Could Cryptocurrencies Decrease Demand For Mined Commodities?


For a long time, cryptocurrencies weren’t taken too seriously beyond a certain community of insiders and enthusiasts. They took a while to make it to the mainstream, and even when they did, wild fluctuations in value, questions of utility, and long-term doubts kept them from being too widely embraced.

Now, though, cryptocurrency is experiencing a spectacular recovery, with bitcoin leaping over the $10,000 mark and cryptos more broadly starting to seem somewhat more stable. This does not at all mean that there won’t be more fluctuations or even outright crashes in the future. But the last several months have been some of the steadiest in cryptos’ short history, which is lending them more legitimacy. And when you factor in the point that most people now see cryptocurrencies as commodities (as opposed to forms of currency, which they technically are), it’s worth asking whether or not they could actually lead to a decrease in demand for traditional, mined commodities, from oil to gold.

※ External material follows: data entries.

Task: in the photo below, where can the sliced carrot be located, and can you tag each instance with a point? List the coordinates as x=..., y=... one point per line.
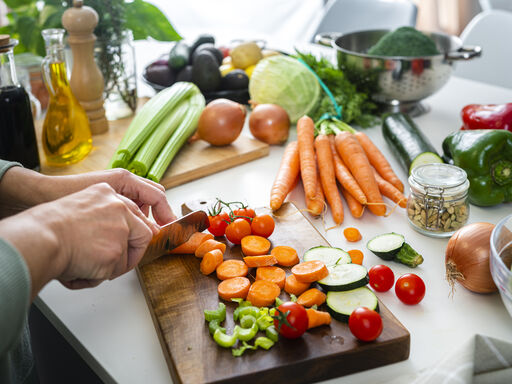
x=286, y=176
x=260, y=261
x=294, y=286
x=253, y=245
x=273, y=274
x=389, y=190
x=357, y=256
x=311, y=297
x=355, y=207
x=232, y=268
x=263, y=293
x=317, y=318
x=310, y=271
x=379, y=161
x=211, y=260
x=285, y=256
x=352, y=234
x=236, y=287
x=209, y=245
x=190, y=246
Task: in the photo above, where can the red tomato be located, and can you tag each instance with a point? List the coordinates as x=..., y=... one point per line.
x=246, y=213
x=218, y=224
x=381, y=278
x=365, y=324
x=295, y=315
x=410, y=289
x=263, y=225
x=237, y=229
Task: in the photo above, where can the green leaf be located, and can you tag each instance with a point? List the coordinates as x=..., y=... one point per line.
x=145, y=19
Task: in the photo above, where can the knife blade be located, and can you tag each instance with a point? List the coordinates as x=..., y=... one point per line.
x=174, y=234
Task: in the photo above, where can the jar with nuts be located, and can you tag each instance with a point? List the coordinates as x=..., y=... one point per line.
x=438, y=204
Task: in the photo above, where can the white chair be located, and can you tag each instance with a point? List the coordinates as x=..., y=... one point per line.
x=343, y=16
x=490, y=30
x=488, y=5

For one thing, now that cryptos are looking more stable, talk of their potential use as hedges against currencies and stocks is picking up once more. Historically speaking, many investors have looked to valuable commodities (mostly gold, to be fair) as safe stores of wealth during market crashes or times of financial decline. As stocks and currencies fall, commodities stay level, or even rise – or at least, that’s the general expectation. It’s by no means a concrete rule or provable inverse relationship, but it’s still something a lot of people consider, and they’re now doing so with regard to cryptos. It therefore stands to reason that a certain portion of investors could ultimately buy up cryptos as hedges (whether or not this is a good idea, which we can’t say) instead of some more traditional commodities.

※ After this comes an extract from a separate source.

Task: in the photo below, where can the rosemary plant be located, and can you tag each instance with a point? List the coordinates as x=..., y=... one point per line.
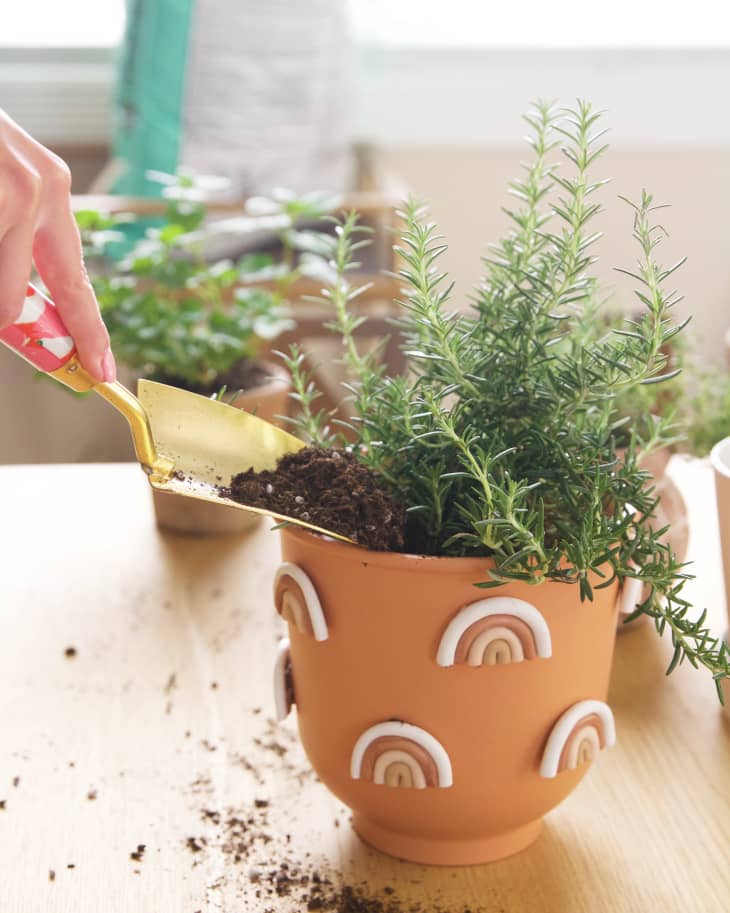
x=501, y=437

Practical use is also becoming more of a factor. As mentioned, questions of utility were among the reasons cryptos weren’t initially taken seriously. However, they’ve slowly become more useful in a variety of markets, which only boosts their overall viability. Most notably, more and more online retail sites are accepting cryptos for purchases – including Amazon, though this is done through clever third-party vendors (who take in your cryptocurrency and buy goods for you with cash). Cryptos are also making potentially lucrative in-roads in betting and gaming businesses online. Traditionally casinos and bookmakers deal with credit cards and PayPal, and some post free betting options as well, but there’s been a slow-but-sure arrival of prominent cryptos in these markets as well. Throw in travel booking sites, food vendors, electronics sellers, and independent shops, and there are now quite a few places for people to spend cryptos. This doesn’t directly impact other commodities, but again, it increases viability and makes cryptos all the more appealing as alternative investments.

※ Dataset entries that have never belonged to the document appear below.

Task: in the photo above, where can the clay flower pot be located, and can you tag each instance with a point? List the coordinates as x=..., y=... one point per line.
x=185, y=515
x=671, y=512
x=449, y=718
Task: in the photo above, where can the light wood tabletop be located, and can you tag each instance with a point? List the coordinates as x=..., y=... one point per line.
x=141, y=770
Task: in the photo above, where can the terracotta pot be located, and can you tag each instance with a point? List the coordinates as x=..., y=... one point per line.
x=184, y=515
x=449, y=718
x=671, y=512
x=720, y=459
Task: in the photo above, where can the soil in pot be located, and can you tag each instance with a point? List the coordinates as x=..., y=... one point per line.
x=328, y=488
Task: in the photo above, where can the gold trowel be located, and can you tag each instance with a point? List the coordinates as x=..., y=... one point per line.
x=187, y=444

Cryptos may also appeal to some investors who are concerned with ethics, accountability, and sustainability. You may have read here just recently about Zambia upholding its laws regarding mining firms, and this is indicative of a greater focus on accountability in related industries in general. Historically speaking though, it’s only fair to acknowledge that mining practices have often raised questions of ethical practice and accountability, and more recently, environmental responsibility. Now, cryptocurrencies are not completely clean in all of these areas either; specifically, the process of digitally mining such currencies can consume a great amount of energy, and is thus not the most environmentally responsible practice. Nevertheless, cryptos may seem to many investors like more responsible alternatives to ordinary commodities.

We don’t have an exact answer at this point for the question posed in the title to this piece. However, it’s the developments and concerns outlined above that make the question worthwhile to ask, and it could well be that as we move further into the future, growing demand for cryptos could decrease that for other, mined commodities.